SenGupta, Kulkarni and Hubale address the problem of predictive inference for future observations for environmental events, following a Weibull distribution, based on a new ‘Pivot’ quantity. Compared to the existing methods, the proposed prediction interval has excellent performance even for small sample sizes. Environmental applications of their procedure are made to intervals between earthquakes, to median rainfall measurements, and to wind energy. Such predictive inference as above can substantially benefit the planning of future strategies in several such areas.

The final paper is by Auffhammer, Li, Wright and Yoo, and discusses a problem in paleoclimate estimation, closely related to the talk given by Bo Li at the workshop. In this paper, they compare two regression approaches (reverse regression and inverse regression) for determining the relationship between a tree-ring series and directly measured temperatures, with the objective of using the tree-ring series to reconstruct temperatures from times before the era of modern meteorological measurements. The paper presents a number of reasons why the inverse regression approach is to be preferred, especially in the presence of temporal correlation, though it also hints at reasons why a third approach based on Bayesian hierarchical models, though much more intensive computationally, may in fact be best of the three.

Overall, these papers present a wide range of environmental statistics but the common theme of all of them is the combination of rigorous methodological development with challenging environmental applications.

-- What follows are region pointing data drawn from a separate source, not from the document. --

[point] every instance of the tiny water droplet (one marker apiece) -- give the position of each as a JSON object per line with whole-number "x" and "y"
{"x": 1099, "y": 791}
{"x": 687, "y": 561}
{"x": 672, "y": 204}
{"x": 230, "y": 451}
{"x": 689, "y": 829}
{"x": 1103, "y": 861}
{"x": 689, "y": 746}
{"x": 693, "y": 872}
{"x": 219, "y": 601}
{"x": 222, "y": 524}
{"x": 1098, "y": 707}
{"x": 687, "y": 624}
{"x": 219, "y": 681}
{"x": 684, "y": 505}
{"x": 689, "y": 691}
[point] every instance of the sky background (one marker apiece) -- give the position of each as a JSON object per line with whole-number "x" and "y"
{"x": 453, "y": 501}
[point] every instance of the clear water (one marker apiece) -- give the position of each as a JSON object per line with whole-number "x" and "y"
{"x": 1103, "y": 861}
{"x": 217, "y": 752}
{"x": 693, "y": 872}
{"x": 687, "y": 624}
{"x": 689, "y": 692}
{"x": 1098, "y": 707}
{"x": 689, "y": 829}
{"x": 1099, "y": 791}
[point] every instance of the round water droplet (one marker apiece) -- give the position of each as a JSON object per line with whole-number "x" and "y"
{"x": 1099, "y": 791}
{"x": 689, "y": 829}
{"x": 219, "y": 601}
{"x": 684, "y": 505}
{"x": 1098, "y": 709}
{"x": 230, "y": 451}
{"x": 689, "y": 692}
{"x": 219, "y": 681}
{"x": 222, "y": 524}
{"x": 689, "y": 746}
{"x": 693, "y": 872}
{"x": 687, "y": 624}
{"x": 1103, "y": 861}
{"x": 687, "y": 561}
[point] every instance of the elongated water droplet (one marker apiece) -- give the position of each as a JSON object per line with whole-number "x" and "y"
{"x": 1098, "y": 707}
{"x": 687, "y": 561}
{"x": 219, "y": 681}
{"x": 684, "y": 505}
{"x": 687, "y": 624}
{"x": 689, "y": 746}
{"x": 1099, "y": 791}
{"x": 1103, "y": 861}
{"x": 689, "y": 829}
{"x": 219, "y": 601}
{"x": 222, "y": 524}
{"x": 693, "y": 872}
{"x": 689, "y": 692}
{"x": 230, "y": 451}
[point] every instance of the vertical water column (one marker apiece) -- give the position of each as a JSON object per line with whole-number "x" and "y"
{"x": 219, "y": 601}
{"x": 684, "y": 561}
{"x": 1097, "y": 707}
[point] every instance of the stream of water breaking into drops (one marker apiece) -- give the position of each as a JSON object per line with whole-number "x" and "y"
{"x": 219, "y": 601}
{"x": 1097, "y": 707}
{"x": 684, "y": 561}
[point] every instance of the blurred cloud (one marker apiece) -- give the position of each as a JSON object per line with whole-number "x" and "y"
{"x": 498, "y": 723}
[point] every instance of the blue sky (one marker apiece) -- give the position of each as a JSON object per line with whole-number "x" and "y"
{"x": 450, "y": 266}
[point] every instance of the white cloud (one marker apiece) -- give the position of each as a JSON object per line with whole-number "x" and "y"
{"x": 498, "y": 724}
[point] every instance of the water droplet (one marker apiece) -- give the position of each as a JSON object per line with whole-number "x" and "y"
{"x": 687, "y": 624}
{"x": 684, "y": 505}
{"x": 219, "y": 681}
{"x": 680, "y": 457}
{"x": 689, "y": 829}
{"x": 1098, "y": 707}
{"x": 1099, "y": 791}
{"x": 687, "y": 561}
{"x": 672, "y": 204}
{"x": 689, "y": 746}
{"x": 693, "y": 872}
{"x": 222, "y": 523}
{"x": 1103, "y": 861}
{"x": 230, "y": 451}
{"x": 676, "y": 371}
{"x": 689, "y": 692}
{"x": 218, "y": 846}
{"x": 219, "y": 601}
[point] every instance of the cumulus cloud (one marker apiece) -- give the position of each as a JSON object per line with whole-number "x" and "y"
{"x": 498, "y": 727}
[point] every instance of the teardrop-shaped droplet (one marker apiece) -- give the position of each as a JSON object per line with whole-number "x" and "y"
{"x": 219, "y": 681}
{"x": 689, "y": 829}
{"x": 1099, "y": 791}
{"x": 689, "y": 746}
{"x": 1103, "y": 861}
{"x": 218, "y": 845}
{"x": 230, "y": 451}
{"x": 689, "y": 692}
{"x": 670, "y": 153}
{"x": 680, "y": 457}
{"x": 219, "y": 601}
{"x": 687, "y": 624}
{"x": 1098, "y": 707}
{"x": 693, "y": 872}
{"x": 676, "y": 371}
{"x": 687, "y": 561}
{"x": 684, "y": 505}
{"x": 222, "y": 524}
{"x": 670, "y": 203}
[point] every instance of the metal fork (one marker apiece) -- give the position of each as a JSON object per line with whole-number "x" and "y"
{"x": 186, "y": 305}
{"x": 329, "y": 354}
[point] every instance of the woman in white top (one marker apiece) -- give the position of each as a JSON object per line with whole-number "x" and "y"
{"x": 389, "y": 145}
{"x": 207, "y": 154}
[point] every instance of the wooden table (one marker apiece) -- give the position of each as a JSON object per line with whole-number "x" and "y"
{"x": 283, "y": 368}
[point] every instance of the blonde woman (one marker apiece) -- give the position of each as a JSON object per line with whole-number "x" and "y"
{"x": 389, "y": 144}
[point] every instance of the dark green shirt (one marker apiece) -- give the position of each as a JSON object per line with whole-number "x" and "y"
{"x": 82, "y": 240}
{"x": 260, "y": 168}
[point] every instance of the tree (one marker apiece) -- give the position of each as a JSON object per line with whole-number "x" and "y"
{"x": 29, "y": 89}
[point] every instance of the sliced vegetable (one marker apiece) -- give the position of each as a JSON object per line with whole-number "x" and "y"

The editors acknowledge the contributions of all seven papers, as well as the others that were presented at the workshop, as a worthy summary of contemporary environmental statistics.

The Guest Editors acknowledge with thanks the encouragements and supports received from National Science Foundation, USA and Department of Science and Technology, Government of India, in particular from the officials, Professors Bimal K. Roy, Director, Indian Statistical Institute, India and Govindan Rangarajan, Indian Institute of Science, Bangalore, India. They also wish to express their deep appreciations, for the efforts and cooperations extended in preparing the scholarly reports, to the Referees: Drs. Rahul Bhattacharya, Atanu Biswas, Asis Chattopadhyay, Kalyan Das, Tanujit Dey, Paramjit Gill, Apratim Guha, Steward Huang, Snehalata Huzurbazar, Myron Katzoff, Sungsu Kim, Hemangi V. Kulkarni, Somesh Kumar, Amitava Mukherjee, Manju Pandey and Baris Sürücü.